Elisa começou a desconfiar do que ocorria depois de encontrar, por três semanas, a porta do armário ao lado da pia aberta pela manhã. Em algumas ocasiões, uma colher aparecia no chão ou um pano estava deslocado. Ela vivia com Davi, Caio e Nina e tinha certeza de que fechava o móvel antes de dormir.
Davi verificou as dobradiças, apertou os parafusos, nivelou o pé do armário e amarrou um pano entre os puxadores. A medida não impediu o problema: o pano continuou preso, mas uma das pontas ficou esticada e a porta amanheceu aberta quase quatro dedos.
A gravação na cozinha
Elisa colocou uma câmera sobre uma estante da sala, voltada para a entrada da cozinha. Às 2h43, Pingo se aproximou do armário, enfiou a pata sob a porta e puxou duas vezes. Depois, abriu espaço para colocar o focinho.
A gravação mostrou que o gato não estava interessado nos potes guardados no móvel. Ele golpeou o fundo com a pata, recuou e esperou. Um inseto atravessou o piso, e Pingo saltou atrás dele, derrubando a colher encontrada mais tarde.
Ao observar os minutos anteriores, Elisa percebeu que o animal passava antes pela área de serviço e reagia a um ruído atrás da chapa. Em duas gravações, ele desistiu sem tocar no puxador. O comportamento, portanto, dependia da presença de algo naquela noite.
A origem dos insetos
Na manhã seguinte, Davi retirou as formas e viu que a chapa traseira havia se soltado em um canto. Atrás dela havia um vão ligado ao espaço sob o forro da área de serviço.
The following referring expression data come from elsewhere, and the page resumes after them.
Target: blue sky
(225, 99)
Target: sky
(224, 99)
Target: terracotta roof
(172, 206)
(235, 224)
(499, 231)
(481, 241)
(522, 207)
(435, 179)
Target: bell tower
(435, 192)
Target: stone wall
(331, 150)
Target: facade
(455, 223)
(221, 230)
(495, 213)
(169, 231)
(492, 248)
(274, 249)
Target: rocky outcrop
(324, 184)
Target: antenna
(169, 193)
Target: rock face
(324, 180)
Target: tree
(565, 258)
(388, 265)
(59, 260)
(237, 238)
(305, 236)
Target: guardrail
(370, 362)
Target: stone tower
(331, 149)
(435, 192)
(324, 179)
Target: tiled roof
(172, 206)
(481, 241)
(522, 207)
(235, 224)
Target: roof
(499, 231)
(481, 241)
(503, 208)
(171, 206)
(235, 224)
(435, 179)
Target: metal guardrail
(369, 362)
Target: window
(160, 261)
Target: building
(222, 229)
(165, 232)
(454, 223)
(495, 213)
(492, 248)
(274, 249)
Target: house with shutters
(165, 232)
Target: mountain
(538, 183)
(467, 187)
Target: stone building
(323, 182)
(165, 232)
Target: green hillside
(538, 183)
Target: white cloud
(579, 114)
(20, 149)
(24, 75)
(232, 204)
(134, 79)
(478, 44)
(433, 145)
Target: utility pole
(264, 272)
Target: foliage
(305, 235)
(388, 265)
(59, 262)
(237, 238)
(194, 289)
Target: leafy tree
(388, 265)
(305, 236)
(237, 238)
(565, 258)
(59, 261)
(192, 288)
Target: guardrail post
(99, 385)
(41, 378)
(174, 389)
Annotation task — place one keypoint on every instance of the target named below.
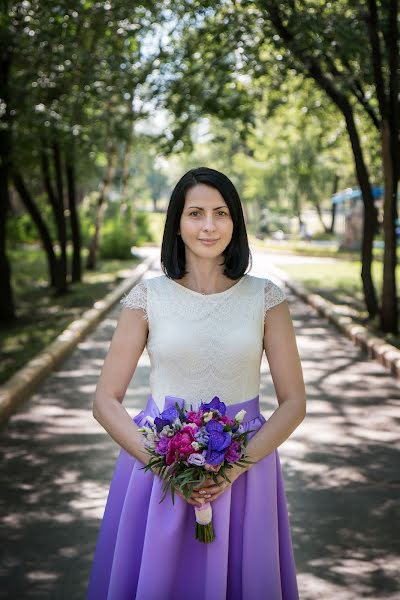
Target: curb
(25, 381)
(376, 348)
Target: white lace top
(204, 345)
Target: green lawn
(42, 316)
(340, 283)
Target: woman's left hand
(212, 490)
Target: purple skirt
(147, 550)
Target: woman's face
(205, 216)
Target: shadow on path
(340, 470)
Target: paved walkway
(340, 468)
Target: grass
(308, 249)
(340, 283)
(42, 316)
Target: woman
(205, 323)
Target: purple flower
(201, 436)
(166, 417)
(196, 459)
(219, 440)
(215, 404)
(214, 425)
(233, 453)
(213, 457)
(162, 445)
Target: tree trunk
(389, 312)
(333, 209)
(317, 205)
(370, 222)
(76, 270)
(100, 209)
(7, 306)
(62, 227)
(55, 275)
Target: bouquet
(187, 446)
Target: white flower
(207, 416)
(240, 416)
(196, 459)
(145, 430)
(167, 430)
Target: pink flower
(233, 452)
(180, 445)
(162, 445)
(214, 468)
(194, 417)
(227, 420)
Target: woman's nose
(209, 223)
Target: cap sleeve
(273, 295)
(136, 298)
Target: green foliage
(122, 231)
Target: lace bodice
(204, 345)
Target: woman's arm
(127, 345)
(287, 375)
(284, 362)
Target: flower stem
(205, 533)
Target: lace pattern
(273, 295)
(136, 298)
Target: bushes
(120, 233)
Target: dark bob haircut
(237, 255)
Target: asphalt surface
(340, 469)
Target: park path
(340, 468)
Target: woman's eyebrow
(200, 208)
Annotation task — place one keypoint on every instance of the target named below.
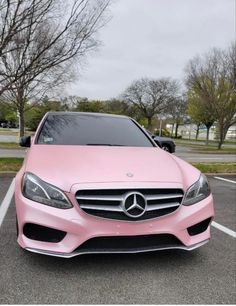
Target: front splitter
(126, 251)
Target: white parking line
(223, 179)
(6, 201)
(224, 229)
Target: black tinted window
(76, 129)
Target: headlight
(37, 190)
(198, 191)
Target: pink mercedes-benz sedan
(97, 183)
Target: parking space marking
(6, 201)
(224, 229)
(223, 179)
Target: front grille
(109, 203)
(129, 243)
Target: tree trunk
(223, 131)
(149, 123)
(197, 131)
(176, 130)
(172, 129)
(21, 123)
(207, 137)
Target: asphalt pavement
(204, 276)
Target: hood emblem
(129, 174)
(134, 204)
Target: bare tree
(53, 37)
(151, 96)
(177, 109)
(212, 78)
(200, 112)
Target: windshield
(86, 129)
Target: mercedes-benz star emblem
(129, 174)
(134, 204)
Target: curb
(7, 174)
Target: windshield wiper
(104, 144)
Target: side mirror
(25, 141)
(158, 143)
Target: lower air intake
(129, 243)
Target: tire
(17, 228)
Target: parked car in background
(97, 183)
(166, 143)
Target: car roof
(87, 114)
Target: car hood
(64, 166)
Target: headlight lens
(198, 191)
(37, 190)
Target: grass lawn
(9, 164)
(14, 164)
(207, 149)
(216, 167)
(9, 145)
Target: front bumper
(81, 227)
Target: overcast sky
(153, 38)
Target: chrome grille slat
(102, 207)
(161, 206)
(100, 198)
(109, 203)
(162, 196)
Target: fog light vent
(42, 233)
(199, 227)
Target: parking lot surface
(204, 276)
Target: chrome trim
(102, 207)
(73, 254)
(120, 198)
(119, 207)
(162, 206)
(101, 198)
(163, 196)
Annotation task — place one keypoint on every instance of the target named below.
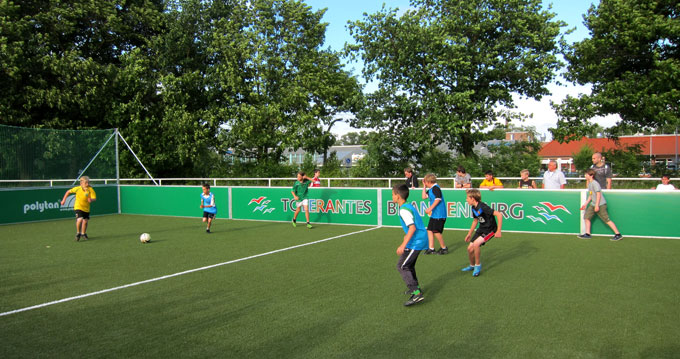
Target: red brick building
(659, 148)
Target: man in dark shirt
(411, 179)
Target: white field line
(178, 274)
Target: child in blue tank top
(208, 205)
(415, 240)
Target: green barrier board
(171, 201)
(27, 205)
(530, 211)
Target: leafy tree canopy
(444, 67)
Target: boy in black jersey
(489, 227)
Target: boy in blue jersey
(437, 213)
(414, 241)
(489, 227)
(208, 205)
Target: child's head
(430, 179)
(590, 173)
(473, 196)
(400, 192)
(524, 173)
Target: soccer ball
(144, 238)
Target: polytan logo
(41, 207)
(547, 212)
(261, 204)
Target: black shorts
(436, 225)
(486, 235)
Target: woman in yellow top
(84, 196)
(491, 182)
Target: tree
(287, 89)
(354, 138)
(444, 67)
(60, 59)
(583, 158)
(632, 62)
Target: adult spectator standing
(490, 182)
(665, 184)
(553, 178)
(411, 179)
(316, 181)
(463, 179)
(603, 172)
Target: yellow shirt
(495, 182)
(81, 198)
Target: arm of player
(407, 238)
(499, 221)
(91, 198)
(472, 229)
(63, 200)
(434, 204)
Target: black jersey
(484, 214)
(412, 182)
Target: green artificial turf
(539, 296)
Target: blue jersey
(440, 210)
(408, 217)
(208, 200)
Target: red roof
(658, 145)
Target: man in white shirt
(553, 178)
(665, 184)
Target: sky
(339, 12)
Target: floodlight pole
(117, 170)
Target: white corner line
(178, 274)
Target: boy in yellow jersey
(84, 196)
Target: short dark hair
(474, 194)
(401, 190)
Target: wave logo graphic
(545, 212)
(68, 205)
(262, 204)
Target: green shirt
(300, 188)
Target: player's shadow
(495, 257)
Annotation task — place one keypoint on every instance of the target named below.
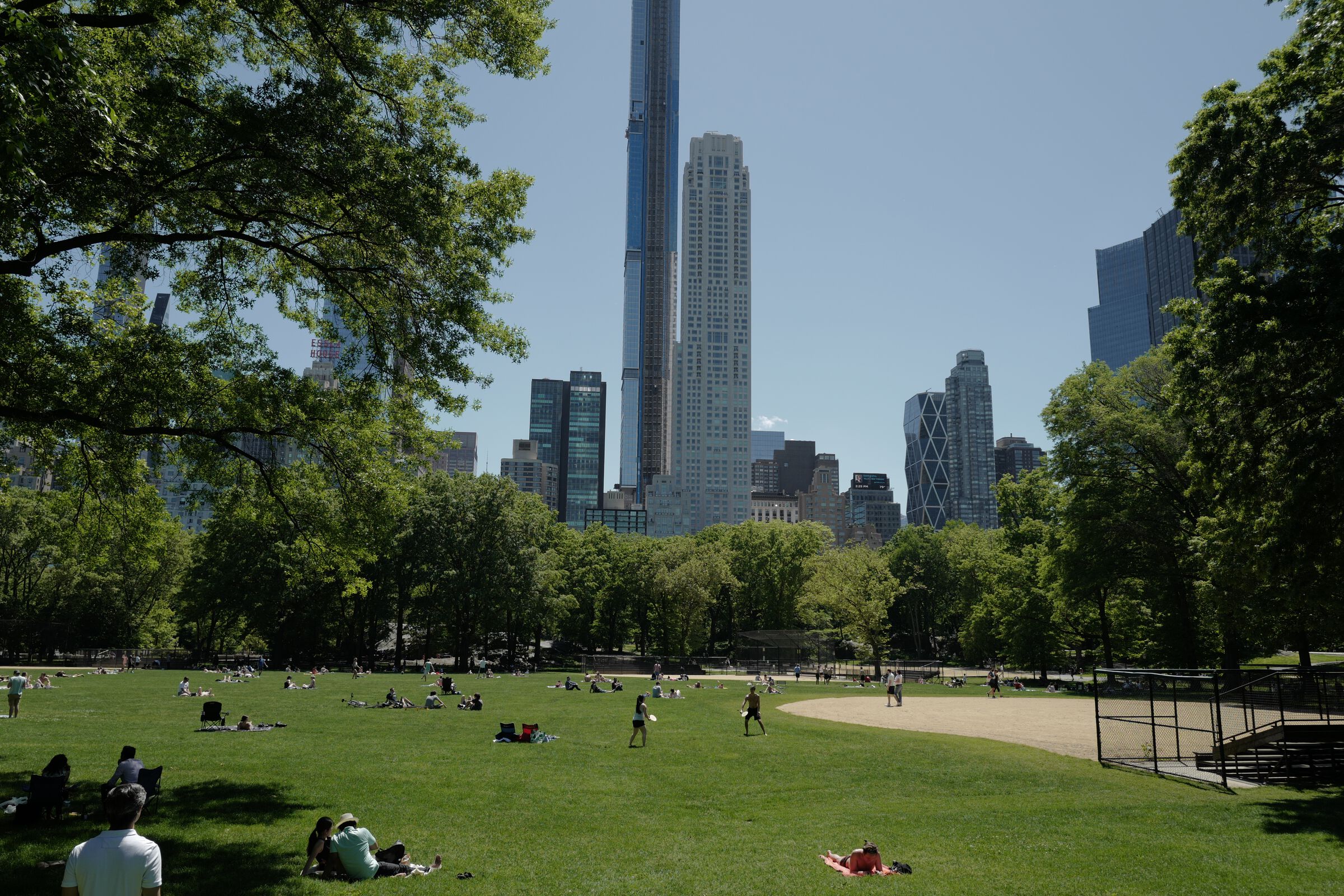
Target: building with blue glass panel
(651, 240)
(926, 461)
(1117, 325)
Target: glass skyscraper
(969, 413)
(568, 428)
(713, 395)
(1117, 325)
(926, 460)
(651, 233)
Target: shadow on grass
(186, 824)
(1314, 812)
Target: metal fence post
(1097, 708)
(1152, 720)
(1218, 731)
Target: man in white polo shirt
(119, 861)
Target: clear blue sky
(926, 178)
Uma abertura ao redor de um tubo, deixada sem vedação após uma reforma anterior à chegada da família, permitia a entrada de insetos noturnos.
Elisa esvaziou e limpou o armário e chamou um profissional para fechar a passagem. Também colocou utensílios frágeis nas prateleiras altas. Depois do reparo, a porta ficou fechada por quatro noites seguidas.
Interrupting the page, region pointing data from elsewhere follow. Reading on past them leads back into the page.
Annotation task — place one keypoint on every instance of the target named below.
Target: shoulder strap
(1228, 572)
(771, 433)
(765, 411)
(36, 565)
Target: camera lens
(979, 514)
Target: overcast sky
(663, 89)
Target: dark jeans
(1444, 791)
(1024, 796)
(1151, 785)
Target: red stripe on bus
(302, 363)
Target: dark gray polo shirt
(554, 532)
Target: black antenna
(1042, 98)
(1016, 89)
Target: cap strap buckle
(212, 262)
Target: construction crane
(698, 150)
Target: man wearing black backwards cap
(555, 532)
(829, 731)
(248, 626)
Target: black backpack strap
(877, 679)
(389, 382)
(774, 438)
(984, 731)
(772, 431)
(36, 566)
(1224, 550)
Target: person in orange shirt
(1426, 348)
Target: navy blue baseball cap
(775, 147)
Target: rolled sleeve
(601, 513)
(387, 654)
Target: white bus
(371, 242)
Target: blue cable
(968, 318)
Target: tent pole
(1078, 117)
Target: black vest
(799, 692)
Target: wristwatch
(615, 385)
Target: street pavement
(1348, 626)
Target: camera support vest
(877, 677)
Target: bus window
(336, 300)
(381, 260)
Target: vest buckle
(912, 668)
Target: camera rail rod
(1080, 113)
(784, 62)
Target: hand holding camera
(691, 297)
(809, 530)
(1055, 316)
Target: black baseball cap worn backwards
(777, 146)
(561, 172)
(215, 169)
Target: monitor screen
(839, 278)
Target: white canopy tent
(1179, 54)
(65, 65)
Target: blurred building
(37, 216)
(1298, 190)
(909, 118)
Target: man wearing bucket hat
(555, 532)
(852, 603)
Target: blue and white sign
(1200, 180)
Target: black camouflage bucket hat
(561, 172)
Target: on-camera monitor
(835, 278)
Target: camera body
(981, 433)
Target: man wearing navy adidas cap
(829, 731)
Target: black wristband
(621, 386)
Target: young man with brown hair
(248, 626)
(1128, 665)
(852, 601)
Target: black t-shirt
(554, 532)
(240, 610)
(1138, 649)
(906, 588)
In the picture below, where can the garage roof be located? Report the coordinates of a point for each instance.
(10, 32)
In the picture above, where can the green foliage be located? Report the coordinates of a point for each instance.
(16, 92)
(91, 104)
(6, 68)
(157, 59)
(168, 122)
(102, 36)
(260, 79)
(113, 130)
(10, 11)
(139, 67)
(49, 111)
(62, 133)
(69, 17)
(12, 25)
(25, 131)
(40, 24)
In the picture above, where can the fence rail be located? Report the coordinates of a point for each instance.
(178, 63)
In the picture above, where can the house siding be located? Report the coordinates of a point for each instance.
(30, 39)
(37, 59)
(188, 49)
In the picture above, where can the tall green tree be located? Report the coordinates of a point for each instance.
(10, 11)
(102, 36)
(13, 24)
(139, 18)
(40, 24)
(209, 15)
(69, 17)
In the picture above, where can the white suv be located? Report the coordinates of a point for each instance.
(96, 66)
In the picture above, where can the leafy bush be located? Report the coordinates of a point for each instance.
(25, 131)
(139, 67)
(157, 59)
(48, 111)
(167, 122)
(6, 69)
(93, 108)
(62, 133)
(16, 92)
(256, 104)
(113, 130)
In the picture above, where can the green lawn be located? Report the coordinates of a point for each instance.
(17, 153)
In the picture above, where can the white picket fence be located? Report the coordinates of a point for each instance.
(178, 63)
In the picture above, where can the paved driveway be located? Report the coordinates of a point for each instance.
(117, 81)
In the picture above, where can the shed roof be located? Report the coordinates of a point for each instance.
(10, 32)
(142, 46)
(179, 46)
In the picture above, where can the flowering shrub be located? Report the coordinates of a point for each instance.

Pingo ainda visitava o local, movimentava as orelhas e esperava alguns minutos antes de sair. Na semana seguinte, Caio colou dentro da porta uma fotografia da família olhando a primeira gravação. O gato também passou a brincar no começo da noite com objetos seguros. Sem os insetos, voltou a dormir no sofá antes da meia-noite.